Per Ordinance regulations, the retail prices were updated in the Point Of Sale (POS) system to include the calculated Beverage Taxes.

BUSINESS VALUE

The initial Floor Inventory tax was remitted on time.

My client did not incur any Sweetened Beverage Tax fines or penalties.

Upon repeal of the Beverage Tax Ordinance, I successfully obtained a refund for the remaining portion of the Floor Inventory tax.

In November 2016, the Cook County Board of Commissioners issued an ordinance imposing a 1 cent per ounce tax on the retail sale of all sweetened beverages in Cook County. The Commissioners designed the law to raise tax revenues while battling childhood obesity. The Country’s largest soda tax was originally effective July 1, 2017, but court challenges delayed implementation until August 1, 2017. The tax was complex, based on new product definitions, and required a floor inventory as of August 1, 2017. On October 11, 2017, the Cook County Board of Commissioners officially repealed the tax after a 15 – 1 committee vote, effective December 1, 2017.

The Sweetened Beverage tax represented a paradigm shift in calculating and processing a sales tax.

  • The Sweetened Beverage tax was calculated based on the number of whole ounces within a sweetened beverage (defined by the Ordinance). Historically, sales taxes were typically calculated based on the retail price.
  • The Sweetened Beverage tax was required to be included in the displayed retail sales price. Sales tax was usually calculated by a POS system and itemized on the receipt. Opponents of the tax posted product shelf signs showing the Sweetened Beverage taxes per 12-pack.
  • Beverage Distributors (ex. Pepsi) were responsible for remitting collected sweetened beverage taxes to the County. Retailers typically collected and remitted sales taxes.

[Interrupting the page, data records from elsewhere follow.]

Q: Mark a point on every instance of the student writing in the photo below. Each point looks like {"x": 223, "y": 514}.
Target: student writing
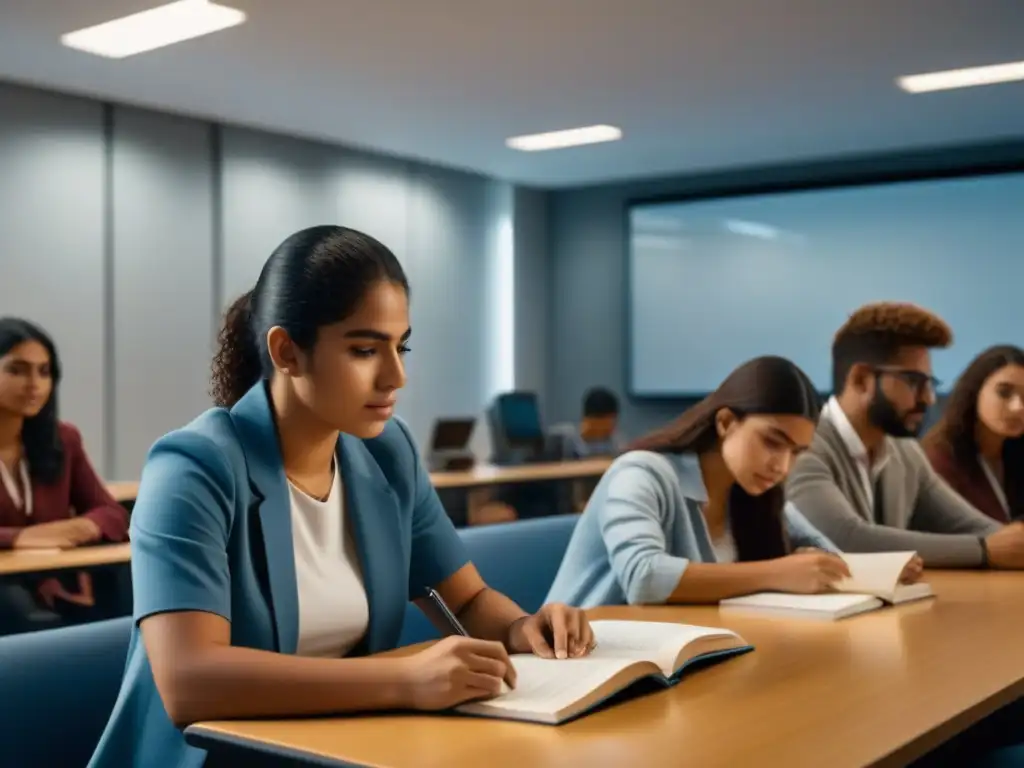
{"x": 865, "y": 482}
{"x": 693, "y": 513}
{"x": 276, "y": 540}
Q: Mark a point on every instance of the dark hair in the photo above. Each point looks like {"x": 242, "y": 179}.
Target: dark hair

The penalties for failing to comply with the ordinance were significant and included:

Any person determined to have violated this Article, as amended, by failing to file a return and/or failing to remit taxes shall be subject to the penalties listed in the Cook County Uniform Penalties, Interest and Procedures Ordinance, Chapter 34, Article III. Any person determined to have violated any other provisions of this Article shall be subject to a fine of $1,000 for the first offense, and a fine of $2,000 for the second and each subsequent offense. Separate and distinct offenses shall be regarded as committed each day upon which said person shall continue any such violation, or permit any such violation to exist after notification thereof.

I researched the Cook County legislature documents and commentary to understand the Sweetened Beverage Tax Ordinance. After reaching out to the County Department of Revenue for clarification on whether specific retail products (ex., milkshakes) were considered taxable sweetened beverages, I performed the following steps.

  • I identified which beverage products sold by my client were subject to the Sweetened Beverage Tax. This included bottled sodas & teas and fountain drinks purchased from beverage distributors. It excluded products where the primary ingredient was milk.
  • My client annually purchased bottled old-fashioned sarsaparilla from an Iowa distributor. We anticipated that they would not register as a distributor with Cook County, so I researched the proper treatment for remitting any related taxes. The Ordinance was repealed before the client’s annual purchase occurred.
  • I scheduled a floor inventory of the identified sweetened beverages and calculated the related taxes. The Floor Inventory taxes were paid to the County.
  • I calculated the Beverage tax to be collected per retail product based on the whole ounces per beverage. The POS prices were updated to include the tax, and new retail signage was deployed across the organization.
  • We updated the financial systems to exclude collecting the tax from SNAP (i.e., Supplemental Nutrition Assistance Program) participants, who are exempt from taxation under Federal law.
  • Upon the tax’s repeal, we took a floor inventory and requested a refund from the County.

During the brief duration of the Beverage Tax, my client’s Floor Inventory Beverage tax was remitted by the deadline. Non-SNAP customers were charged the correct beverage tax amount while SNAP participants were properly excluded. No fines or penalties were incurred, and my client received a refund for the remaining portion of the Floor inventory tax.